運営する側は、グループをマネジメントするためにメンバーの考えや行動を把握する必要があり、それらは科学的に分析することができます。
このように私のゼミや授業では、身近な組織の例としてアイドルグループを取り上げています。歌詞を組織行動面から解釈したり、メンバーのブログから心の動きを読み取ったりしながら、組織や戦略の課題を科学的に分析します。
組織のなかで過酷な競争にさらされるアイドル
「AKB48」や「乃木坂46」のような多人数のアイドルグループはひとつの組織であり、組織論を専門とする私にとって正当な研究対象です。
彼女たちは、新曲が発売されるたびに中心で歌う「センター」が入れ替わったり、また、メディアに出るメンバーが「選抜」されたりするなど、組織のなかで常に過酷な競争にさらされています。
以前、ある人気アイドルグループで二期の新人が突然センターに抜擢され、一期の先輩メンバーが不満や不公平感を表したことがありました。これは運営側がフォーメーションを伝えるだけで、その新人の素晴らしさをどう評価したかを説明したり、一期生の気持ちに配慮したりすることを怠ったことが原因でした。
アイドルグループを運営する側には、「どのようにしたらメンバー間の人間関係を良好にできるか」「どうしたら各人のモチベーションを維持できるか」を考え、グループという組織をマネジメントすることが求められています。
メンバーの本音や心境の変化を探る
それでは、メンバーはどんなことを考え、行動しているのでしょうか? それを科学的に分析しようという研究があります。
アイドルグループではメンバーがブログやSNSで発信することが多いので、ブログに書かれた文章のテキストデータを取り出して「テキストマイニング」という手法で分析します。時間の経過の中での表現の変化、キーワードの登場頻度や関連性などを解析することで、メンバーの本音や心境の変化を類推することができます。
(写真はイメージです)
たとえば、あるメンバーは新人の頃にセンターに抜擢された後、徐々にポジションを下げて、さらに選抜落ちも経験しました。しかし、その後フロントまで復帰するなど、めまぐるしい状況の変化がありました。
彼女のブログを分析すると、活躍の停滞期には「楽しい」「努力」などのワードが増えています。無理にでも楽しいと書く一方で、そこから懸命に上がろうと努力する姿が垣間見えます。
組織内の円滑な人間関係を保つために
このように私のゼミや授業では、身近な組織の例としてアイドルグループを取り上げています。ヒット曲の歌詞を組織行動面から解釈したり、メンバーのブログから心の動きを読み取ったりしながら、組織や戦略の課題を科学的に分析していきます。
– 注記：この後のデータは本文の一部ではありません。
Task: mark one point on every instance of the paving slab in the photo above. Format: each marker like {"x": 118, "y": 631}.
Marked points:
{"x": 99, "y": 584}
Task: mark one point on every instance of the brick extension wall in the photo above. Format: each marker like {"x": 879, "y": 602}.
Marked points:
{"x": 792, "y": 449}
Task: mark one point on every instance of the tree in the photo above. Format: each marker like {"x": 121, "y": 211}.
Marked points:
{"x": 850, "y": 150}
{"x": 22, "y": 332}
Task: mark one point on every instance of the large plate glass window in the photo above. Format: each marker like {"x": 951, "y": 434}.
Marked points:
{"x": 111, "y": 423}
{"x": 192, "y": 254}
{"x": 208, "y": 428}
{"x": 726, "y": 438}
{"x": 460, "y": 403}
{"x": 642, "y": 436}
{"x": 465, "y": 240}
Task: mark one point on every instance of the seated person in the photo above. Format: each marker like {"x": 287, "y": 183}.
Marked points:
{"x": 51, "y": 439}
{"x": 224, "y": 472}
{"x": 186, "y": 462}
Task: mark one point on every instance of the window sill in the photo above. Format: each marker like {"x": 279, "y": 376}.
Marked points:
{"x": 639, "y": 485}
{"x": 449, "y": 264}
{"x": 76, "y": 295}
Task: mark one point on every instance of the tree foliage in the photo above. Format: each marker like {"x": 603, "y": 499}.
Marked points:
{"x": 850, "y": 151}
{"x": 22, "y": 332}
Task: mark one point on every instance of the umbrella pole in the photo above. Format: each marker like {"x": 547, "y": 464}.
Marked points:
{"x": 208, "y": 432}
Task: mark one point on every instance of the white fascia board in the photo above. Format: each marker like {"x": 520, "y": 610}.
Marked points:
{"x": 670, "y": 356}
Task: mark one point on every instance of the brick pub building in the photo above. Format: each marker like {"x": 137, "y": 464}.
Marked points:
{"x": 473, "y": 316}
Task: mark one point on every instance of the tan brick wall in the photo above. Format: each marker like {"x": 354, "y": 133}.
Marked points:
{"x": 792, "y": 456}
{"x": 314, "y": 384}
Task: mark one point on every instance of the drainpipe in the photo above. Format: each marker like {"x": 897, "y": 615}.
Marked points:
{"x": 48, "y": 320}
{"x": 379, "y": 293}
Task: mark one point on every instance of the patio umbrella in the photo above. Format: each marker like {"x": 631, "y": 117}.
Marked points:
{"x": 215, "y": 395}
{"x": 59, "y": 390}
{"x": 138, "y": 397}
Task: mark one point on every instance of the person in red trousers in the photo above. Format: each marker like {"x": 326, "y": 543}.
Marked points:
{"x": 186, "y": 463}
今回例にした「アイドルグループ」を「会社」に置き換えて、組織で働く人の心理を解明するのは「組織行動論」という学問です。
組織行動論は、経営学と心理学、両方の側面を持った分野であり、社員が労働効率を上げたり、組織内の円滑な人間関係を保ったりする上で役立つ研究でもあります。会社だけではなく、学校やNPO法人、NGO、地域コミュニティなど、多くの組織に適用させることができます。
私は、将来、経営者を目指す人はもちろん、会社員として働きたい人も組織における人間の心理や行動をぜひ理解しておいてほしいと思います。「経営学」という学問を、自分には縁遠いものとして考えている人もいるかもしれせんが、実は、あなたの生活にとても身近で役に立つものなのです。